Katherine Bouton’s latest book, Smart Hearing — Strategies, Skills and Resources for Living Better with Hearing Loss, is just that — an excellent guide to living a better life with hearing loss. Using personal anecdotes and containing extensive research on assistive listening devices, the book provides a road map for people at all stages of their hearing loss journey. If you think you may have hearing loss, or know you do, this book is required reading.
The book is packed with useful information with chapters dedicated to statistics about hearing loss and tips for protecting the hearing that you have left. Organized along the typical hearing loss journey, the book starts with how to recognize a hearing loss, the best way to find an audiologist, and how to think about what hearing device is right for you.
Smart Hearing contains detailed descriptions of a variety of assistive listening devices for people at all degrees of hearing loss, ranging from the simplest of PSAPs to add-ons like T-coils and Roger Pens to surgical options like cochlear implants. For most people with hearing loss, a combination of hearing aids/CIs and other devices works best, making this a valuable yet likely-to-require-frequent-updating section of the book. As OTC hearing aids go from concept to actual products in the next few years I expect there will be many new additions to the marketplace as well.

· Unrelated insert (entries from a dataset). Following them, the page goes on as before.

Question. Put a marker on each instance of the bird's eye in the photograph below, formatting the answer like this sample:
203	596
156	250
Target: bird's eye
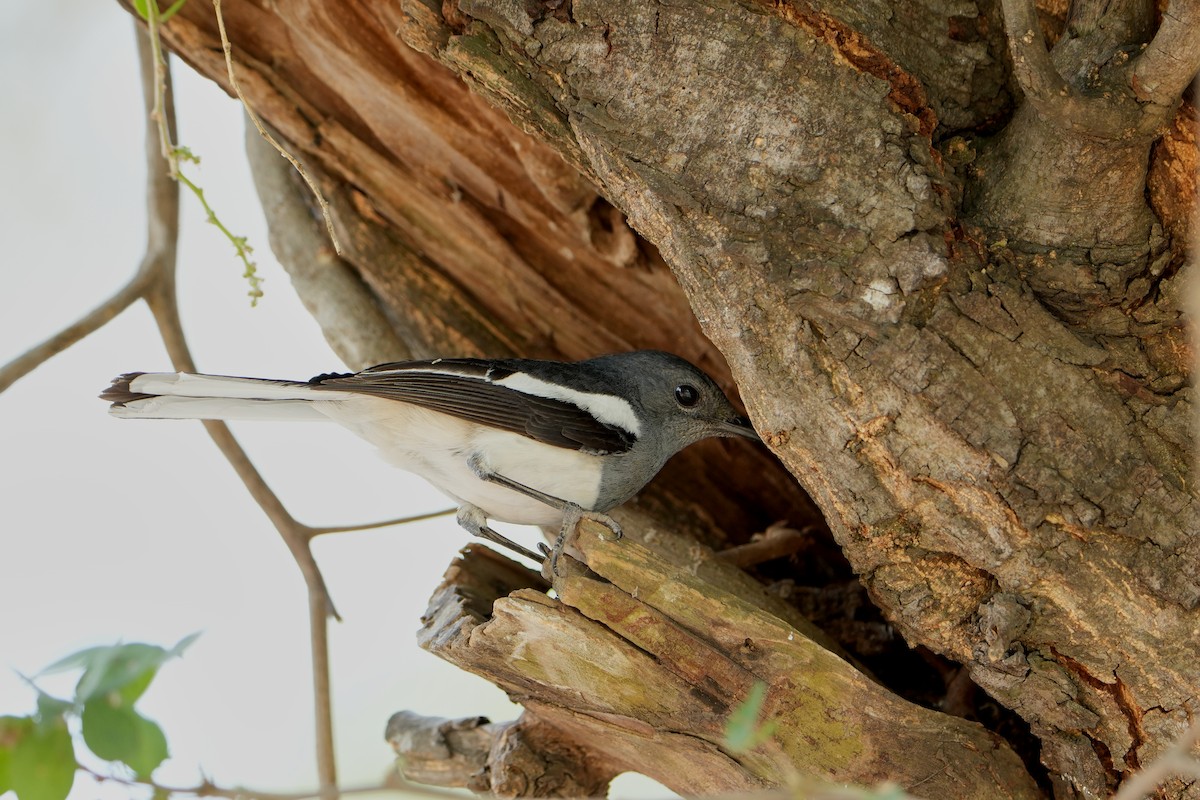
687	395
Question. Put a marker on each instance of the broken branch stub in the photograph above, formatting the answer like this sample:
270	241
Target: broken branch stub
640	663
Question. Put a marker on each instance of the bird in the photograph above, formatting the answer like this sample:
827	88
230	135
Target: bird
517	440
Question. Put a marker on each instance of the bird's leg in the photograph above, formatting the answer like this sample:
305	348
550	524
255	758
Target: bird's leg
573	512
474	522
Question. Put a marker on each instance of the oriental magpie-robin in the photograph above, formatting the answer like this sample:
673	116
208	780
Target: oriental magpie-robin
537	443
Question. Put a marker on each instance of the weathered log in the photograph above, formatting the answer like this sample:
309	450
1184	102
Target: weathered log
645	661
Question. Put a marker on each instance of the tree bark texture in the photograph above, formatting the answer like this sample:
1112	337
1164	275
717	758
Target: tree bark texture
946	276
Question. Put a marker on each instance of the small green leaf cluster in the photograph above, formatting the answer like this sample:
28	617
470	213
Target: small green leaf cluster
163	16
743	731
37	753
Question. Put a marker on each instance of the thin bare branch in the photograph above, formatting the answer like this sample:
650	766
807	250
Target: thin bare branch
97	318
311	533
265	134
209	789
1173	58
163	211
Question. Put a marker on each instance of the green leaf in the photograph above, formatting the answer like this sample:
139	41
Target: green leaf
12	731
171	11
743	731
42	764
78	660
117	733
51	709
125	668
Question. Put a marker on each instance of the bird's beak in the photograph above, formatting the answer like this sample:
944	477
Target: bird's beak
739	426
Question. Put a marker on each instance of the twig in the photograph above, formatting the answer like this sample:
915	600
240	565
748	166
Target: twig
97	318
163	210
265	134
1176	761
312	533
777	541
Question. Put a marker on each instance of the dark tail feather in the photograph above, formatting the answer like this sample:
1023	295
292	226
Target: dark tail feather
120	394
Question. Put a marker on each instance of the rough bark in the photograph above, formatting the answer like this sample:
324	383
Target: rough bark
983	389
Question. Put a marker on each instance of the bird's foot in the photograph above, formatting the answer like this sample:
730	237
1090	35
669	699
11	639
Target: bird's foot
571	517
474	522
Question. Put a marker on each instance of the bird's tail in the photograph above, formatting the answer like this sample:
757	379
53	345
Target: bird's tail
186	396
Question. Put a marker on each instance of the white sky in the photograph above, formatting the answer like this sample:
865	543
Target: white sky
137	530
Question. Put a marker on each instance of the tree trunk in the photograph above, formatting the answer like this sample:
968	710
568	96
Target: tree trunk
954	317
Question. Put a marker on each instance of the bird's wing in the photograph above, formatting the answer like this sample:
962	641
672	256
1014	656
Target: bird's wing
469	389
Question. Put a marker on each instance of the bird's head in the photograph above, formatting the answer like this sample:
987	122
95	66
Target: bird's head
678	402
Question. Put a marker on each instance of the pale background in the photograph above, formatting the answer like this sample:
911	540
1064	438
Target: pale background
137	530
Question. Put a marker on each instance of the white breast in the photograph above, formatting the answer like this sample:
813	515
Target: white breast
437	447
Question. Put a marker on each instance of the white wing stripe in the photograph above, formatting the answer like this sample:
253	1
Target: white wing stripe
606	408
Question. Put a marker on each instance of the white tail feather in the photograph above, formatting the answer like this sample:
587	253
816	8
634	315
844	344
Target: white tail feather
219	408
184	384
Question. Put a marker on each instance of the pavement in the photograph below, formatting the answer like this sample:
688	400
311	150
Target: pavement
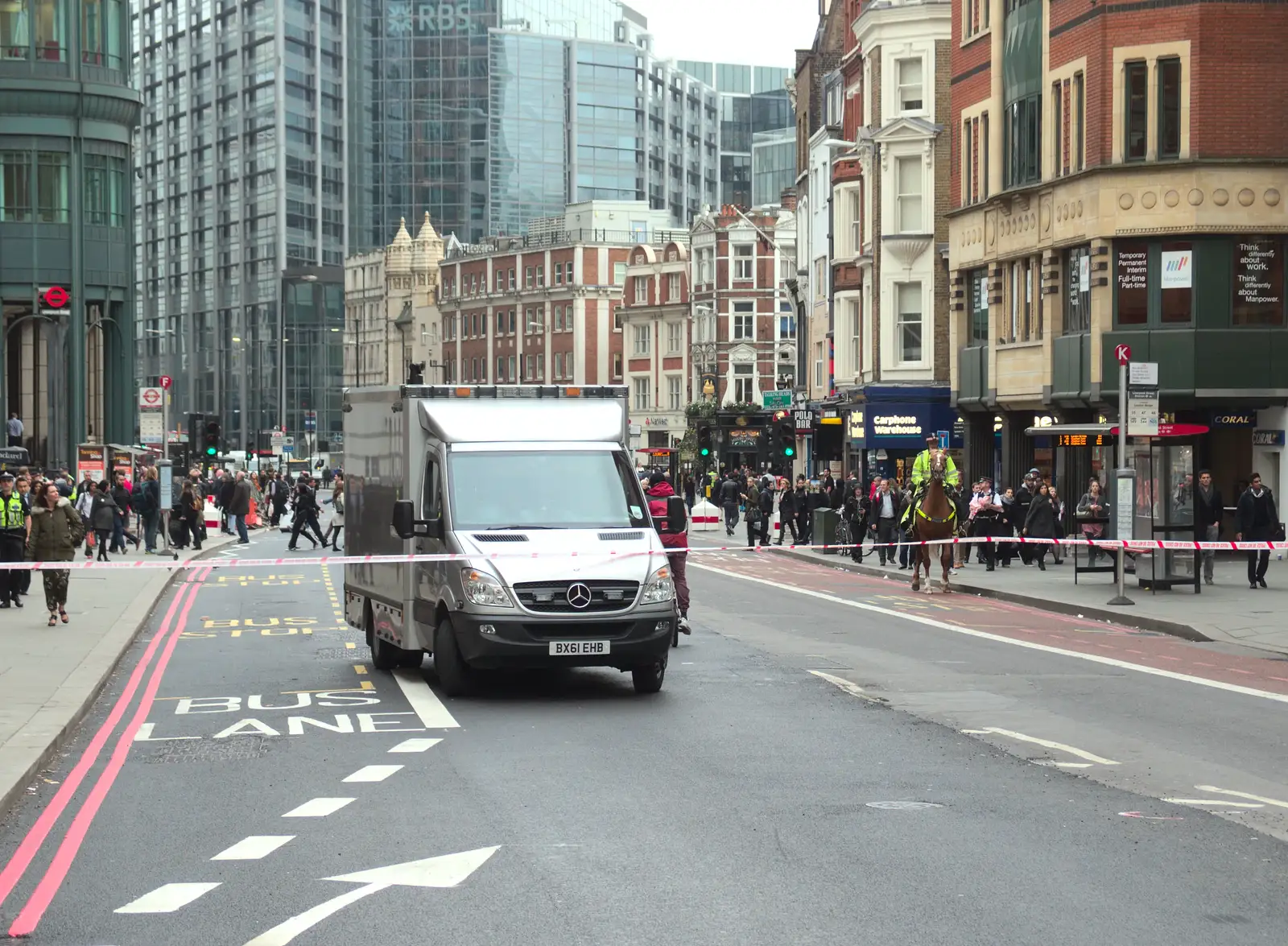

In the book, Katherine addresses the pending disruption to the hearing loss industry from OTC hearing aids and makes a strong argument for why audiologists will continue to be critical for people with hearing loss — in addition to correct fittings, she writes, aural rehabilitation is often essential. I agree. As devices become more of a commodity, audiologists will have more time to teach patients how to effectively use their devices and other assistive listening accessories so they can hear better in a variety of settings. Helping the patient hear better is the most valuable service an audiologist can provide.
The book concludes with tips and suggestions for living a better life with hearing loss — things like how to get your family and friends to understand your hearing issues and help you hear your best. No surprise here — the first step is accepting that you have a problem. Katherine also discusses how to manage hearing loss on the job, while traveling, dining out, and during an emergency. Her personal experiences provide the dos and don’ts for many of these sections.
If you are new to hearing loss or simply looking to update your hearing loss knowledge, the book is worth a read. I bet you will learn something. I certainly did.
Readers, is there a hearing loss book you recommend?